Most Americans know that something is seriously amiss, even if it’s not clear how to redeem the campaign process to become what it currently is not: an opportunity for a great national awakening. We have “debates” that are really just joint press conferences, as well as seriously reduced coverage of any candidate that isn’t a poll leader. The reliable Tyndall Report notes that to this point Donald Trump has gotten nearly half the press coverage among all the Republicans seeking their party’s nomination. Moreover, we are saddled with prime-time stories from cable news outlets that constantly verge into “he said-she said” name-calling, as well as too many reporters spending most of their time interviewing other reporters. With the exception of a few serious news organizations, even larger news outlets seem to be averse to boring their audiences with substantive discussions of candidate responses to pressing national and international crises.
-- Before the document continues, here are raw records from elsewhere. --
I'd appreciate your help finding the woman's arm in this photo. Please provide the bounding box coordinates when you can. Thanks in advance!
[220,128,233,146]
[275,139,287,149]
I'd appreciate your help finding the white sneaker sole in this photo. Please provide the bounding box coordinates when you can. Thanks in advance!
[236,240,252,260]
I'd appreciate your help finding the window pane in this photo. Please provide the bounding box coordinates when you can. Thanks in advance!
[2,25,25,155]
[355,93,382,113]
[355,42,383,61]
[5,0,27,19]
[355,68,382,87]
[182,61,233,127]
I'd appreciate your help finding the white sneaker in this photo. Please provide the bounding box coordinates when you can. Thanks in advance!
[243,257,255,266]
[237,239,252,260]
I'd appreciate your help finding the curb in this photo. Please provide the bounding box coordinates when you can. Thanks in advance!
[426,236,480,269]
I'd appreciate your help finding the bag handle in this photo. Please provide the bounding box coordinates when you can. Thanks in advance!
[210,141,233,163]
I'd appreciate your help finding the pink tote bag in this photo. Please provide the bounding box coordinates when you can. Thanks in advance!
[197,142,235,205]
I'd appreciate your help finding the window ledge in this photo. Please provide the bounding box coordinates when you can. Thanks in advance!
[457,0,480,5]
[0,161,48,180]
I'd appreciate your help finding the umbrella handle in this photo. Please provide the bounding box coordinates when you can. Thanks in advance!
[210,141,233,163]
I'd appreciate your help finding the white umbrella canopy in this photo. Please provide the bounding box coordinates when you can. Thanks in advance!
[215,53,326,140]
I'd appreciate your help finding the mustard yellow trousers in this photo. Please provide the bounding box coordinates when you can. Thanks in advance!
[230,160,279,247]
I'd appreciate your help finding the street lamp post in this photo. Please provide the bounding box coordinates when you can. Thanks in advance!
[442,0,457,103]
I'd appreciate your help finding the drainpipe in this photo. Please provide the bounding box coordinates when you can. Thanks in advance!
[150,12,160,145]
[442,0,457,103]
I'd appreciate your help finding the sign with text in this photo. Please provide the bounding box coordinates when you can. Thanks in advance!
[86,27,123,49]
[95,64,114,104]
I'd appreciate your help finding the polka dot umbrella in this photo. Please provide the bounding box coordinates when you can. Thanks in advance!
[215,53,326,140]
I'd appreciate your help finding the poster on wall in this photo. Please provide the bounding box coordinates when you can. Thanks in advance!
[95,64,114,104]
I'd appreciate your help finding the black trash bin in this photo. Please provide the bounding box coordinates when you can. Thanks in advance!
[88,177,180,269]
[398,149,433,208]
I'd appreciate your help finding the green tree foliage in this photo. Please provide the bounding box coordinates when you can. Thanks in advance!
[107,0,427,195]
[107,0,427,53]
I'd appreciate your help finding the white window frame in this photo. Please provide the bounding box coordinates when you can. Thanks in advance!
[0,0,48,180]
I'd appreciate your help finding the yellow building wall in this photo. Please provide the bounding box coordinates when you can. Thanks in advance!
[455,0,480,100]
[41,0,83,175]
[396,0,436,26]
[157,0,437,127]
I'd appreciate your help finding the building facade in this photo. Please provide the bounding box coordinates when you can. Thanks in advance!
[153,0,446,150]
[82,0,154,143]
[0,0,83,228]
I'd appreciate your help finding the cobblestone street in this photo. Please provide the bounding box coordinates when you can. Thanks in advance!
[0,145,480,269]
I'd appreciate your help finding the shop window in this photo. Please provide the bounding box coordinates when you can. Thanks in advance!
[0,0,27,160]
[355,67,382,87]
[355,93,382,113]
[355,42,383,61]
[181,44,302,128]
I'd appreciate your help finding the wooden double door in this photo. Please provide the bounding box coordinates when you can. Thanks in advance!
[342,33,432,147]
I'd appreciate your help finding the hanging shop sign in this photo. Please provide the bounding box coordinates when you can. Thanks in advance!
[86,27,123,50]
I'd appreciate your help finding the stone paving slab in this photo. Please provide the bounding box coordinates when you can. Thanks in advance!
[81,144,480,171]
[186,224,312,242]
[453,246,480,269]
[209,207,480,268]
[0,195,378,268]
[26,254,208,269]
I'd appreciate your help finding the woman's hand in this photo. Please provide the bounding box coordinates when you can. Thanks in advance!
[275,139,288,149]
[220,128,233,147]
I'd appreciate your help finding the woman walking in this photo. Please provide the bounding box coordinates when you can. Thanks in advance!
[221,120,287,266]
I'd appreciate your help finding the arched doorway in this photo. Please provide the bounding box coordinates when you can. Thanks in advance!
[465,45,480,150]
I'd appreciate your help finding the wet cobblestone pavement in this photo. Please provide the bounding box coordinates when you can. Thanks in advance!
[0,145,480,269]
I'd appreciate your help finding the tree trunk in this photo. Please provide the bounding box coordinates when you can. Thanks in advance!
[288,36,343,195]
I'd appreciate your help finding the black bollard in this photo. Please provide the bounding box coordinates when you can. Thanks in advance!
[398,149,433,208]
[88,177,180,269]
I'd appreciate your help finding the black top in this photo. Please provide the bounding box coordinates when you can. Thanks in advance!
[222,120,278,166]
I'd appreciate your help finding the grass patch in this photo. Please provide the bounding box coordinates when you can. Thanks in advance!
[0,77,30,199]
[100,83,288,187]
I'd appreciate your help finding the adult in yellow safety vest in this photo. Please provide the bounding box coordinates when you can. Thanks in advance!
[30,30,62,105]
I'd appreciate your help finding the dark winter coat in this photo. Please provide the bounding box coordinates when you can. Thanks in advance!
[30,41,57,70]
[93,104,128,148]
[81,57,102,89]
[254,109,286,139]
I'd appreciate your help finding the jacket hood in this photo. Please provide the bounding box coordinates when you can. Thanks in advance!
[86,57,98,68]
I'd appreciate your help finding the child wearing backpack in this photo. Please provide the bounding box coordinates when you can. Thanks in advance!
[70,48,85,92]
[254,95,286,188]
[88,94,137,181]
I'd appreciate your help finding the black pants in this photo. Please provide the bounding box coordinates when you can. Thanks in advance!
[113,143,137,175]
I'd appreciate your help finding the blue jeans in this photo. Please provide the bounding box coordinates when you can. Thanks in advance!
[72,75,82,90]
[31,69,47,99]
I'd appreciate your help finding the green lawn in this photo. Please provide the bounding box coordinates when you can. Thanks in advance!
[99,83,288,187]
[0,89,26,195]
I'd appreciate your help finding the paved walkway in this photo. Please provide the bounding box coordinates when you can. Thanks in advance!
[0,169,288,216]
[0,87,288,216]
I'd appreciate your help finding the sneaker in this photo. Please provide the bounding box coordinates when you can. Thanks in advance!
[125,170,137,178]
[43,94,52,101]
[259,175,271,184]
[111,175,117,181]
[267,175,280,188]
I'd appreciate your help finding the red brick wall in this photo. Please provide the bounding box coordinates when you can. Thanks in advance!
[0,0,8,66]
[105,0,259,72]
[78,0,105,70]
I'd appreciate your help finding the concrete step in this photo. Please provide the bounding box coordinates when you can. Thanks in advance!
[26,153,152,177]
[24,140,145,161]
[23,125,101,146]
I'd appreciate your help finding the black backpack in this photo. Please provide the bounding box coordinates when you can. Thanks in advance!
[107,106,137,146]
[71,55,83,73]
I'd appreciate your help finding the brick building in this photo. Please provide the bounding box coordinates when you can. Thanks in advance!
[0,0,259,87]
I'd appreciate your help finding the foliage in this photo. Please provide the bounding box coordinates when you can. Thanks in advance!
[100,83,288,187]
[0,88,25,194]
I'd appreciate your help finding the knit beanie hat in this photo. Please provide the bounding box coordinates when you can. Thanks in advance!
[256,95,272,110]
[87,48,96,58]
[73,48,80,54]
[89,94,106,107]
It’s become so bad that what many in Britain consider to be a stale tradition within their system would be nothing less than a complete breath of fresh air for ours. We could really use something like Parliament’s weekly round of Prime Minister’s Questions (available for viewing at C-SPAN.org).

Every Wednesday Britain’s Prime Minister is obligated to appear in the House of Commons and face questions from leaders of other opposing parties, with the greatest number of queries coming from the leader of the largest faction out of power, and possibly the next Prime Minister. This is the system in most western parliamentary systems, working reasonably well in Australia, Canada and a number of other countries.  What it allows is a lowering of the Constitution-mandated wall between the legislative and executive functions that exists in the United States. Reducing that wall makes possible the kind of discourse that is needed in times when leaders need to be on the hook to find solutions to serious national problems, such as our chronic lateness in passing a federal budget. Frequent and direct debate between the leader of the government and those in opposition has a way of reminding everyone of significant issues in dispute.

Prime ministers generally have a good idea of what they will be asked about. And those doing the asking are not above framing questions to score some easy points against the party that actually has to govern. But Question Time has two huge advantages over American divided government. One is that questions in the House of Commons are not filtered through journalists scrambling to get screen time while also trying to function as surrogates for the other side. All that exists between the “dispatch box” of the Prime Minister and the leader of the opposition is a distance of two sword lengths, a prudent design decision made long ago by British parliamentarians. The second is that name-calling and personal attacks won’t cut it in PMQs. It’s easier to call an opponent a liar to a reporter than to the opponent’s face. Direct debate without intermediaries means that questions will have to deal with affairs of state. Discussing anything less looks like evasion.

It’s a weakness in our system that nearly all of the political “debate” that occurs happens in the circus of campaigns, or sequentially through speeches by Presidents and congressional leaders given to their most ardent supports. Except for the yearly trek to Capitol Hill for the State of the Union Address, we simply have no mechanism for our national leaders to publicly argue the merits of their ideas in the presence of each other. The debates that do occur are usually private, when congressional members or their staffers meet with White House officials to iron out compromises. In the process, robust public discourse in the world’s greatest democracy withers. On most great issues the best we get is yet more sequential press conferences and the empty posturing that comes with them.

The problems hinted at here are myriad and complex.  But its hard to not conclude that our governmental system is broken in part because it depends too much on the press–what optimists used to call the “fourth branch of government”–to report the excruciatingly tough issues that those who govern must address.